When she passed behind his chair she set her hand on his shoulder a moment, the way she’d have done to one of her Sunday children. David went still under it and then eased, and Marielle looked away to let him have the moment unwatched.

“You take care of this one,” Mae said to him at the door when they were leaving. “She’ll not take care of herself, she never would. Took after her father in that too.”

“I’ve noticed it,” David said. “I’ll do what I can. She’s a hard one to keep ahead of.”

“They’re the only kind worth the trouble.” Mae pressed his hand the way she’d pressed Marielle’s. “Go on, now. God keep you both.”

When they rode out at last the sun was down behind the western hills and the first hard stars were pricking through, and the windmill behind them had gone to a black turning shape against a sky bruising from gold to purple to the coming dark.

“They’ll go,” David said, when the house was behind them.

“They’ll go. Tom won’t think well of himself for the going, not for a while. He’ll lie awake in Uvalde thinking of his father’s stones with no one to keep the weeds off them. But Mae’ll have him in that trunk-laden wagon by first light and he’ll go.”

She looked back the once at the lit yellow square of the kitchen window falling away behind them, small now, and then gone behind a rise.

“Mae always was the one of the two of them who knew the difference. When to dig in and fight a thing, and when to step back and live so you’d be there to fight it later.

Tom’s brave. Mae’s wise. There’s a world of difference between the two, and a marriage runs smoother when it’s got one of each in it. ”

“Which are you?” David said.

“I haven’t decided yet.” She thought about it honestly. “I’d like to be the wise one. I keep finding myself being the brave one instead, and brave is mostly just what wise looks like before it’s learned anything.”
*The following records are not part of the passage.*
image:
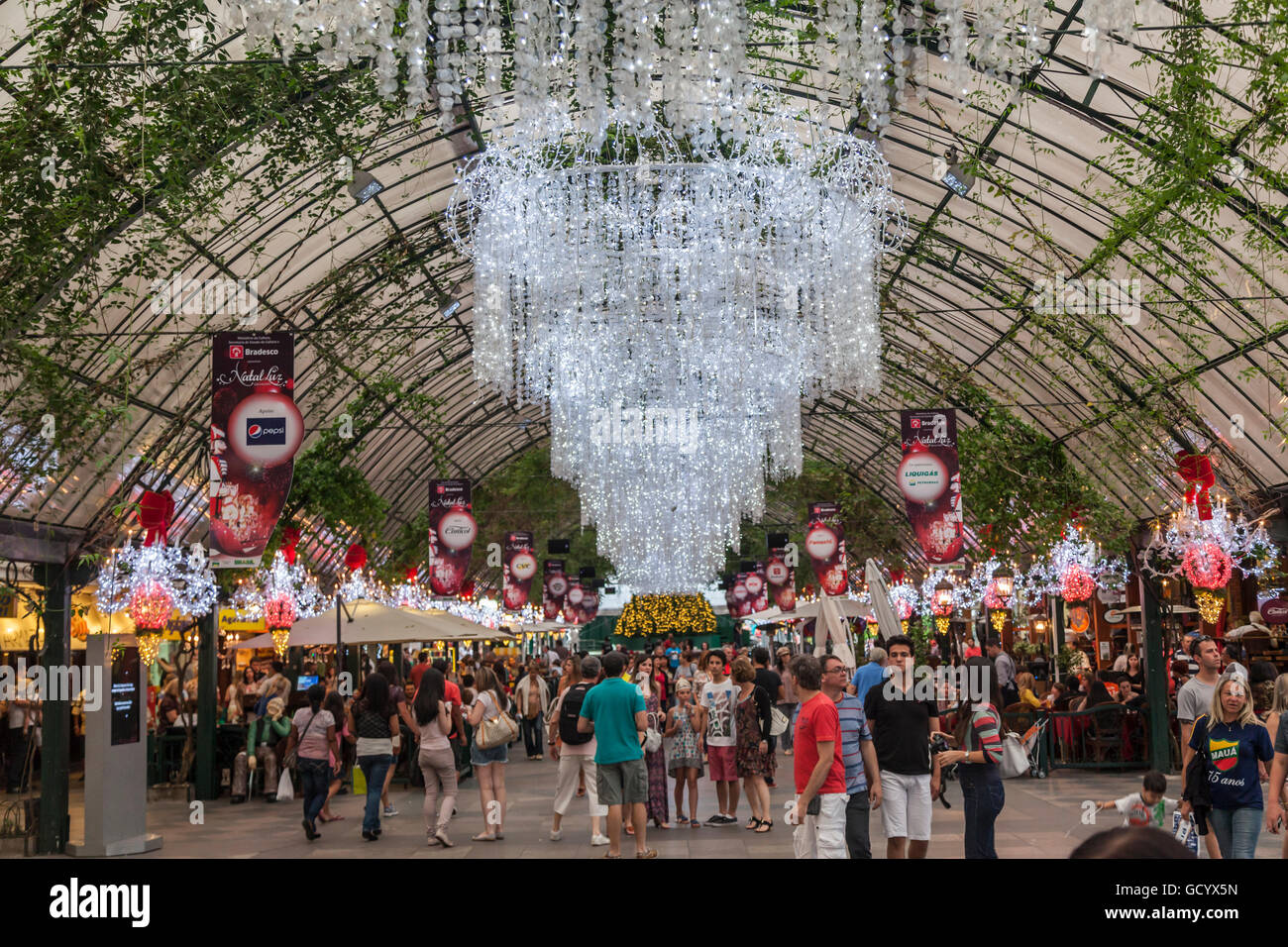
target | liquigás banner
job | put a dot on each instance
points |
(824, 543)
(451, 535)
(256, 431)
(553, 589)
(931, 483)
(781, 579)
(519, 567)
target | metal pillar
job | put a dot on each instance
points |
(207, 706)
(55, 714)
(1155, 680)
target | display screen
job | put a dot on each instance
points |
(125, 696)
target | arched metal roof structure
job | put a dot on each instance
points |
(1210, 367)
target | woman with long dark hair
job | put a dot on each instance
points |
(373, 723)
(437, 761)
(489, 701)
(979, 733)
(313, 729)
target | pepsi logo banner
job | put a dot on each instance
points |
(451, 535)
(928, 476)
(256, 431)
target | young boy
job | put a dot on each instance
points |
(1150, 806)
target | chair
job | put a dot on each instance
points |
(1106, 736)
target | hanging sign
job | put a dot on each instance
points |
(824, 543)
(930, 480)
(256, 431)
(553, 590)
(518, 569)
(451, 535)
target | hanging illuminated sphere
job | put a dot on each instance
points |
(1077, 583)
(151, 605)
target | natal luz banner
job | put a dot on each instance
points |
(553, 589)
(451, 535)
(256, 431)
(518, 569)
(824, 543)
(931, 483)
(781, 579)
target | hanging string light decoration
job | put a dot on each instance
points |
(153, 581)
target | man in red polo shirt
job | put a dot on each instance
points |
(819, 768)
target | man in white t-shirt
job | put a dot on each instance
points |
(720, 698)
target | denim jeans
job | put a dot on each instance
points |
(1236, 830)
(857, 838)
(314, 781)
(374, 770)
(532, 729)
(984, 796)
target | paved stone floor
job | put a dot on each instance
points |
(1041, 819)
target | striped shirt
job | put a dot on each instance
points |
(984, 735)
(854, 729)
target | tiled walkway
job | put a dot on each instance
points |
(1042, 819)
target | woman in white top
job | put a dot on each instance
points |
(489, 764)
(437, 761)
(313, 729)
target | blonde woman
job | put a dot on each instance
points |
(1234, 740)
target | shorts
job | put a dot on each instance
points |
(906, 805)
(497, 754)
(622, 784)
(722, 763)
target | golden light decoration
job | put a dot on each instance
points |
(150, 646)
(1210, 604)
(281, 641)
(655, 616)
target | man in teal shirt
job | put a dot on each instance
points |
(613, 710)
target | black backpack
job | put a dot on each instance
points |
(568, 712)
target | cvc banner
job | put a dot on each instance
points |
(553, 589)
(931, 483)
(824, 543)
(451, 535)
(256, 431)
(781, 579)
(518, 569)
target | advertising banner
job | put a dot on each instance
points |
(824, 543)
(256, 431)
(518, 569)
(930, 480)
(451, 535)
(553, 590)
(781, 579)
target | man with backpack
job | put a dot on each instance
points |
(576, 753)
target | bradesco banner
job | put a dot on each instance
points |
(518, 569)
(824, 543)
(931, 483)
(553, 589)
(451, 535)
(781, 579)
(256, 431)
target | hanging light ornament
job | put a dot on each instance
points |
(154, 581)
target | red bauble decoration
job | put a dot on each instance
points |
(1077, 583)
(1207, 566)
(279, 612)
(151, 605)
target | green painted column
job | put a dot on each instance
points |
(1155, 680)
(55, 714)
(207, 707)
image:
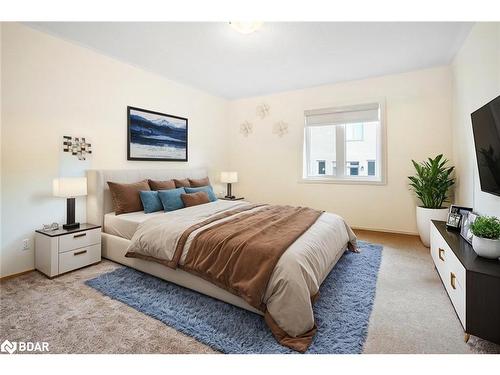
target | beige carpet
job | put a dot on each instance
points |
(412, 313)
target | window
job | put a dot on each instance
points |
(354, 132)
(344, 144)
(321, 167)
(371, 167)
(353, 168)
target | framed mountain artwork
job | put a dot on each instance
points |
(156, 136)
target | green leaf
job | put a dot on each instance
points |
(432, 181)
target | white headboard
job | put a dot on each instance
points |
(99, 200)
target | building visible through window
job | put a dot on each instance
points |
(344, 143)
(353, 168)
(321, 167)
(371, 167)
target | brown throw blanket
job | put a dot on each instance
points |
(240, 255)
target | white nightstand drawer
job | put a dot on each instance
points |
(79, 239)
(71, 260)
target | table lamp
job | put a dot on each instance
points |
(69, 188)
(229, 178)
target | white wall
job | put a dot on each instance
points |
(1, 25)
(53, 88)
(418, 111)
(476, 81)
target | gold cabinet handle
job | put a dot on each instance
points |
(453, 278)
(441, 253)
(80, 252)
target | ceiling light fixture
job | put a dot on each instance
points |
(246, 27)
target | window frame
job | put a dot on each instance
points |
(381, 179)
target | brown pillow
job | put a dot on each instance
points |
(182, 183)
(199, 182)
(195, 199)
(161, 185)
(126, 197)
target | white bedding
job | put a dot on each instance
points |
(297, 276)
(125, 225)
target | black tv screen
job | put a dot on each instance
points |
(486, 128)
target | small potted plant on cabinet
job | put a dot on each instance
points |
(431, 185)
(486, 236)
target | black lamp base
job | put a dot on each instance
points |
(229, 194)
(71, 226)
(70, 215)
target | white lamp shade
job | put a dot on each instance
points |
(69, 187)
(228, 177)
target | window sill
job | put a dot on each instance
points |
(342, 181)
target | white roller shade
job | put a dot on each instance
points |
(343, 115)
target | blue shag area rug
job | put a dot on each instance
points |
(342, 310)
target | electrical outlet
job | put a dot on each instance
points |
(26, 244)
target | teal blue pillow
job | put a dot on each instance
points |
(171, 199)
(206, 189)
(151, 201)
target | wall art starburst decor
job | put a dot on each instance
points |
(77, 146)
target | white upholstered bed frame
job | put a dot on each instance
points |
(99, 203)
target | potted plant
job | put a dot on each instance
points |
(486, 236)
(431, 184)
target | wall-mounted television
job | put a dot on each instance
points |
(486, 128)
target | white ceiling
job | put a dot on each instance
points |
(280, 56)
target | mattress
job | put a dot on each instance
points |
(125, 225)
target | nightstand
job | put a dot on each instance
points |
(60, 251)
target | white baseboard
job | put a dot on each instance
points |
(384, 230)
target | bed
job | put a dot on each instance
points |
(307, 261)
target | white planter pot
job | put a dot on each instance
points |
(486, 248)
(424, 217)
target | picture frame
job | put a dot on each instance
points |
(456, 216)
(465, 232)
(156, 136)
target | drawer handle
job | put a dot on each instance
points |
(80, 252)
(441, 252)
(453, 278)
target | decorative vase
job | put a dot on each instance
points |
(486, 248)
(424, 217)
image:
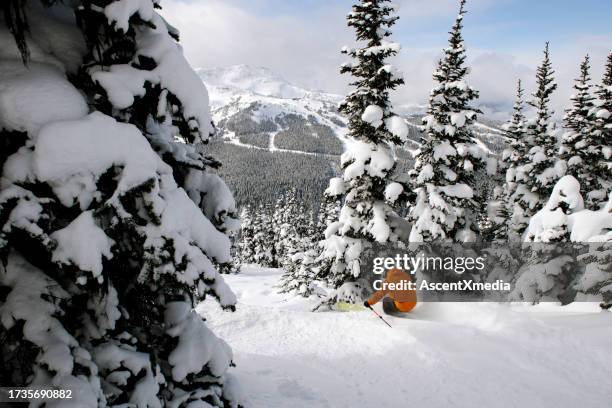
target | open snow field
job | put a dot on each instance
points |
(443, 355)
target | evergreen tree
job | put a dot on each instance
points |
(264, 236)
(600, 148)
(110, 220)
(550, 267)
(513, 158)
(246, 245)
(538, 175)
(289, 218)
(576, 144)
(447, 202)
(373, 130)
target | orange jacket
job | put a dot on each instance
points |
(400, 296)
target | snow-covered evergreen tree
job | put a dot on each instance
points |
(373, 130)
(550, 267)
(513, 158)
(447, 203)
(246, 243)
(264, 237)
(288, 219)
(577, 148)
(537, 177)
(110, 220)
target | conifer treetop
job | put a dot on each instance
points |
(545, 87)
(582, 100)
(374, 77)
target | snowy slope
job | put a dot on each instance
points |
(443, 355)
(252, 106)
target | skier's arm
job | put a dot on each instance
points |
(377, 296)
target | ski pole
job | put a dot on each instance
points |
(379, 316)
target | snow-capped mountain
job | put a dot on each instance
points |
(256, 107)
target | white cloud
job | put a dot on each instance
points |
(306, 50)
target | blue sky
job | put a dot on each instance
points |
(505, 25)
(300, 39)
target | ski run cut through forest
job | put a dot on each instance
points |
(173, 237)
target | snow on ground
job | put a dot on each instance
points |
(441, 355)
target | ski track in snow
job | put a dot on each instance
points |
(272, 148)
(441, 355)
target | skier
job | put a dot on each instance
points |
(394, 300)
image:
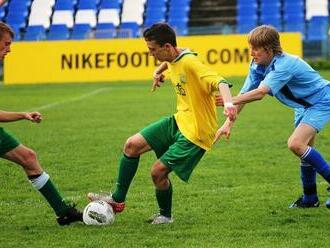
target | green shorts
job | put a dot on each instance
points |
(173, 149)
(7, 142)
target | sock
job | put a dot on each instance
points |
(45, 186)
(164, 199)
(127, 169)
(314, 158)
(308, 179)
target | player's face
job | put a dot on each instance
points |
(261, 56)
(161, 53)
(5, 43)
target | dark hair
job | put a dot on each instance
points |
(4, 28)
(162, 33)
(266, 36)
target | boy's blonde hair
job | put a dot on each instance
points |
(4, 28)
(267, 37)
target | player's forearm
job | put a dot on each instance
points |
(239, 109)
(11, 116)
(251, 96)
(225, 93)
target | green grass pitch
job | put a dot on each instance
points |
(238, 196)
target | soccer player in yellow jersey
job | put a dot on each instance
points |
(181, 140)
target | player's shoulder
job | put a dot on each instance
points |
(286, 61)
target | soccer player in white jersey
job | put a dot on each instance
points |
(294, 83)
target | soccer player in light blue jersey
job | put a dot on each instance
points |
(294, 83)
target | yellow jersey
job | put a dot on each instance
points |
(195, 85)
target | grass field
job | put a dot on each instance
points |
(238, 195)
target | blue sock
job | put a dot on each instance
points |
(308, 179)
(314, 158)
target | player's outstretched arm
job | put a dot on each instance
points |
(158, 76)
(229, 108)
(251, 96)
(6, 116)
(225, 129)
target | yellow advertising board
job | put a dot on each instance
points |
(123, 59)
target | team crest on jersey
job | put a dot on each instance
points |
(180, 90)
(183, 78)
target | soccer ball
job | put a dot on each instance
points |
(98, 213)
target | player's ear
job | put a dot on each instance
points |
(167, 45)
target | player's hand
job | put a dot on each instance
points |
(33, 116)
(222, 131)
(219, 100)
(158, 79)
(230, 111)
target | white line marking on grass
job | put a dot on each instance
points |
(75, 99)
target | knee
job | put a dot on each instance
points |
(131, 148)
(155, 175)
(296, 146)
(29, 158)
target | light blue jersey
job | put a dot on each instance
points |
(296, 84)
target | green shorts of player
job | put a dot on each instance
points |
(7, 142)
(173, 149)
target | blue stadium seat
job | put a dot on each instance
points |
(243, 10)
(129, 30)
(274, 20)
(16, 20)
(58, 32)
(64, 5)
(156, 4)
(105, 31)
(295, 27)
(87, 4)
(180, 26)
(35, 33)
(317, 28)
(17, 30)
(80, 32)
(152, 17)
(110, 4)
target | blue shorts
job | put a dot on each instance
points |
(316, 116)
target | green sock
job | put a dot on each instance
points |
(164, 199)
(127, 169)
(54, 198)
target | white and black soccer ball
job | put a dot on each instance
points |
(98, 213)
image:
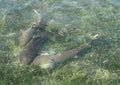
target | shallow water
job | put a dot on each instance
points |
(85, 17)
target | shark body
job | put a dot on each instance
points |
(47, 61)
(31, 49)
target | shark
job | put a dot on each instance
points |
(30, 50)
(49, 61)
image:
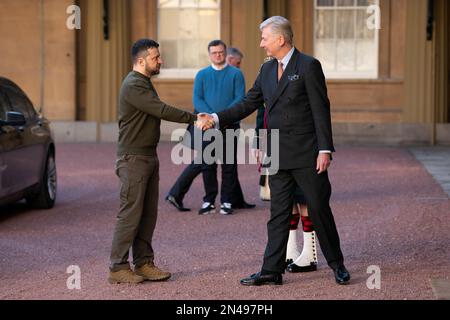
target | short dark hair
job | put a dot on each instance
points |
(216, 43)
(140, 46)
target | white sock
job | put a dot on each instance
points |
(292, 252)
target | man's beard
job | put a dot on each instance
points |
(152, 72)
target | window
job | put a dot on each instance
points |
(343, 42)
(185, 27)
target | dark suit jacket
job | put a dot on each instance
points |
(298, 106)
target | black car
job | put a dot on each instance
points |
(27, 151)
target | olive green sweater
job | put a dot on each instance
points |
(140, 114)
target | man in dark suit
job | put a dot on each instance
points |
(292, 87)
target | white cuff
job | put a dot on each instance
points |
(216, 120)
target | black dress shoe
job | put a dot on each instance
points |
(342, 275)
(176, 204)
(244, 205)
(258, 280)
(293, 268)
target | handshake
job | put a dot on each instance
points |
(205, 121)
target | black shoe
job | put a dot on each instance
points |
(226, 209)
(342, 275)
(293, 268)
(258, 280)
(207, 208)
(176, 204)
(244, 205)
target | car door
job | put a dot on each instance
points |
(31, 155)
(10, 151)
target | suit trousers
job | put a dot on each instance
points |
(317, 192)
(136, 220)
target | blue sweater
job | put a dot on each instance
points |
(215, 91)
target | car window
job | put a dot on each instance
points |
(4, 106)
(19, 102)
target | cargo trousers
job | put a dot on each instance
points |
(136, 220)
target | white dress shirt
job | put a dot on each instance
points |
(285, 62)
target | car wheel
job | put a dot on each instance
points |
(46, 197)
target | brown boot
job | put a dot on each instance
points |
(152, 273)
(124, 276)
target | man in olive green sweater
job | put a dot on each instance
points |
(137, 166)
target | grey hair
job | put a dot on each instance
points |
(235, 52)
(279, 25)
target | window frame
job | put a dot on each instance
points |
(184, 73)
(347, 75)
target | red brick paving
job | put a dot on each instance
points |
(388, 209)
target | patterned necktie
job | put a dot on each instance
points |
(280, 74)
(280, 70)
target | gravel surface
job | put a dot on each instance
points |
(389, 211)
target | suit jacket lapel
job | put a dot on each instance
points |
(272, 82)
(284, 81)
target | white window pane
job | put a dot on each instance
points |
(345, 24)
(365, 3)
(185, 27)
(325, 24)
(189, 58)
(362, 31)
(366, 56)
(168, 3)
(188, 24)
(169, 53)
(209, 24)
(325, 3)
(167, 24)
(209, 4)
(189, 3)
(345, 3)
(346, 55)
(342, 41)
(325, 52)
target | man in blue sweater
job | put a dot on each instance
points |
(216, 88)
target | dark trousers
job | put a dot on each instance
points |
(317, 192)
(139, 183)
(231, 190)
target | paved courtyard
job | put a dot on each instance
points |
(390, 211)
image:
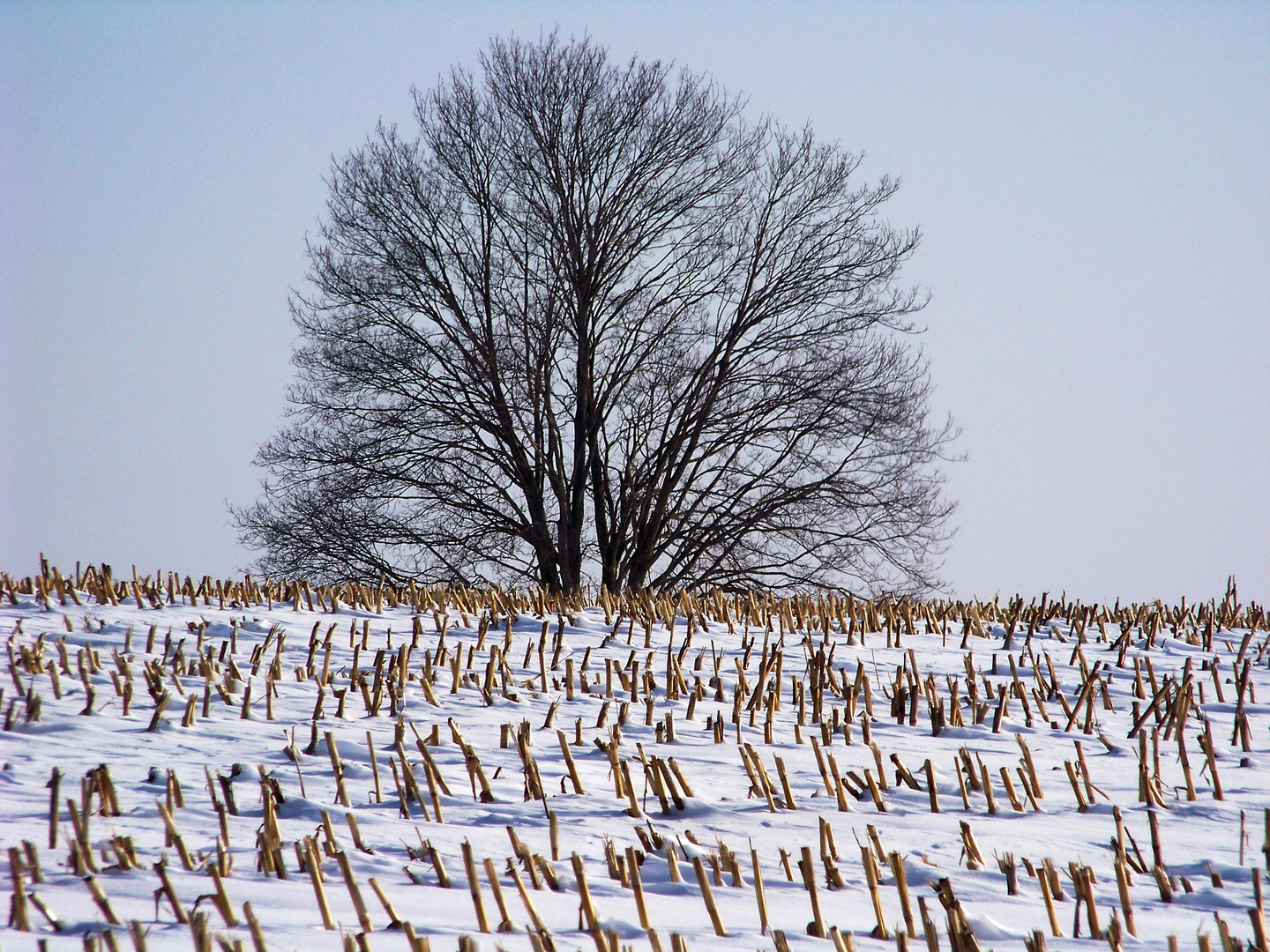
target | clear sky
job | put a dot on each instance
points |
(1093, 182)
They rode a while in the cooling dark, the horses easy under them, the only sound the fall of the hooves and the first of the night insects starting up in the brush.

“Your father,” David said, after a long stretch of it, “he warned that old man years back. Warned your own father’s self, through Samson, twice over. Saw the whole of this thing laid out coming down the road before any of it got here.”

He looked across at her in the dark. “A man who could see it all that clear, that far out ahead. Why’d he walk up that road to Nash’s anyhow? Knowing what he knew. Seeing what he saw. Why put his own head in it?”

She’d asked herself that very thing a thousand nights running, lying awake listening to her mother move through the dark house, and she found she had the answer ready, worn smooth from the handling.

“Because he thought he could win,” she said.

“Plain as that. He’d been winning twenty-eight years.

He walked into rooms full of men who wanted him dead and he walked back out of them, twenty-eight years running.

A man wins that long, that often, against those odds, and somewhere along the way he loses the ability to truly picture the night he doesn’t walk back out.

“He knows it could happen. He’d tell you it could happen, would’ve said it plain if you asked him. But he can’t feel it as a real thing anymore, down where a man feels the truth of his own death. It’s worn away in him from never having come true.”

She watched the pale road come up under the bay in the starlight.

“That’s not a flaw I’ve got. Maybe the only piece of him I didn’t inherit.

I’ve never once in my life been sure I’d win at anything.

Not once. I went into every one of these two years certain I’d most likely fail at it, and most days I was right to be.

” She paused. “Maybe that’s the whole reason I’m still alive to ride this road in the dark, and he isn’t. ”

David didn’t answer that one, and the not-answering was the right answer. They rode on toward the house with the stars coming out thick overhead and the dark land breathing the day’s heat back up around them.